Repórter Maxicar

Há 60 anos o Gordini batia o Recorde Mundial de Resistência

Gordini

A largada aconteceu no dia 26 de outubro de 1964, no Autódromo de Interlagos. O popular Renault/Willys rodou durante 22 dias sem parar, num total de 51.233 km

São oito horas da manhã de segunda-feira, dia 26 de outubro de 1964. A bandeira quadriculada se agita à frente de um Gordini bege claro, que dá a largada em busca de recordes mundiais. A missão da Willys era clara: mostrar a qualidade, durabilidade e resistência do Renault Gordini, um dos populares mais queridos dos anos 1960.

Gordini

Propagandas da Willys depois do grande sucesso do desafio de 1964

O teste de longa duração, realizado no anel externo de Interlagos, Autódromo José Carlos Pace, tinha algumas metas a serem batidas: uma era a de percorrer, sem parar, 50 mil km, enquanto a outra era tomar o recorde mundial de uma prova deste tipo, até então de sete dias ininterruptos, pertencente à Ford inglesa. Com as metas batidas, eles foram além: para garantir mais três recordes — em decisão comum entre o chefe de equipe e os pilotos — a prova, que terminaria na noite do dia 16 de novembro, foi estendida por mais algumas horas, até o final da tarde do dia 17, já que o carro se encontrava em perfeito funcionamento e pronto para mais voltas. O evento foi encerrado na terça-feira, dia 17, após exatos 51.233 km rodados em 514 horas, 37 minutos e 14 segundos (22 dias).

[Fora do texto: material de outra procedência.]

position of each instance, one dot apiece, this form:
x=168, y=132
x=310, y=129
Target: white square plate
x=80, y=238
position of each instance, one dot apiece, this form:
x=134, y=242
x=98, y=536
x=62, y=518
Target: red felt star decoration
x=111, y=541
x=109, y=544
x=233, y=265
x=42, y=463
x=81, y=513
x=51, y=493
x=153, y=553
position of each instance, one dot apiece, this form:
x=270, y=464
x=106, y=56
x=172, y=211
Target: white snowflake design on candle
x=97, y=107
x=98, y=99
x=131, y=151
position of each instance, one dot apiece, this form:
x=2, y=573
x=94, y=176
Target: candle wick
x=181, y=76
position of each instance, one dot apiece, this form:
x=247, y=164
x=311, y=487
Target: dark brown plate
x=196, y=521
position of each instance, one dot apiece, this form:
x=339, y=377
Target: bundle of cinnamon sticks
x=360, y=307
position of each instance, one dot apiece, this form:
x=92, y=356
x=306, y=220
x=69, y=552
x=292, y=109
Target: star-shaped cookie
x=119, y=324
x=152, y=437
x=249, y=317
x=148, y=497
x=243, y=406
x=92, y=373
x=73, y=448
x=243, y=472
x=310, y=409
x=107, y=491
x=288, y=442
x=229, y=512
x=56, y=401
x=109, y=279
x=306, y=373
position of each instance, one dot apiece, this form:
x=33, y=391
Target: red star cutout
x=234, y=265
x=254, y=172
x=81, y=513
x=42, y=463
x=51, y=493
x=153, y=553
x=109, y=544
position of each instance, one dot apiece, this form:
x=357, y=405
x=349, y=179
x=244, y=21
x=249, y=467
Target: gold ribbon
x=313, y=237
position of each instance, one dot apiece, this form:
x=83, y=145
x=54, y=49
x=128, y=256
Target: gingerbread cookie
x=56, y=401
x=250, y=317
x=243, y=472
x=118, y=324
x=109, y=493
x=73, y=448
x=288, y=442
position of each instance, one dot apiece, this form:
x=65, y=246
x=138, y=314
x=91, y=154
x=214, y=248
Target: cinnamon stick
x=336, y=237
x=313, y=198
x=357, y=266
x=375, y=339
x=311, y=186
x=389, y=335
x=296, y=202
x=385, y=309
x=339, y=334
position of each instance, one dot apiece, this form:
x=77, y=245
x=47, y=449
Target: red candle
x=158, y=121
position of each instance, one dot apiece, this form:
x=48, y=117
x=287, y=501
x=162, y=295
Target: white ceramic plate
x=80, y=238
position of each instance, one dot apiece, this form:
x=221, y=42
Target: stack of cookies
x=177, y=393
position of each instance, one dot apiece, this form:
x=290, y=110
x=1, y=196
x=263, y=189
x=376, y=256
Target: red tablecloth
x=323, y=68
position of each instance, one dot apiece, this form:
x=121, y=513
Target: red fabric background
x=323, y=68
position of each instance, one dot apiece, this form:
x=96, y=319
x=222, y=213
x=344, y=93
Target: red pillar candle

Bird Clemente conta a experiência

Esse video, produzido pela Renault em 2014 para comemorar os 50 anos do recorde, o depoimento do piloto Bird Clemente, um dos protagonistas do feito, além de imagens do documentário “O Teimoso”, cuja íntegra está no final dessa matéria

O Gordini provava ali ao consumidor brasileiro sua capacidade, mesmo quando exigido ao máximo durante 22 dias sem parar, trafegando a maior parte do tempo perto de sua velocidade máxima, ao redor dos 118 km/h. Só para que se tenha uma ideia, a média horária após o teste, que teve paradas permitidas apenas para a troca de pilotos, reabastecimento, trocas de óleo, pneus e outros fluídos, foi de 97,15 km/h, com tempo de volta variando entre 1’51” e 1’55” com pista seca durante o dia.

Uma grande estrutura

Os investimentos para a realização do evento foram grandes. Além da reconstrução do asfalto de todo o anel externo da pista de Interlagos (3.213 metros na época), foram feitos, na área dos boxes, dormitórios, uma cozinha, refeitório, banheiros, sala de lazer, centro médico e até uma pista de autorama, que servia para o entretenimento dos integrantes do teste de longa duração.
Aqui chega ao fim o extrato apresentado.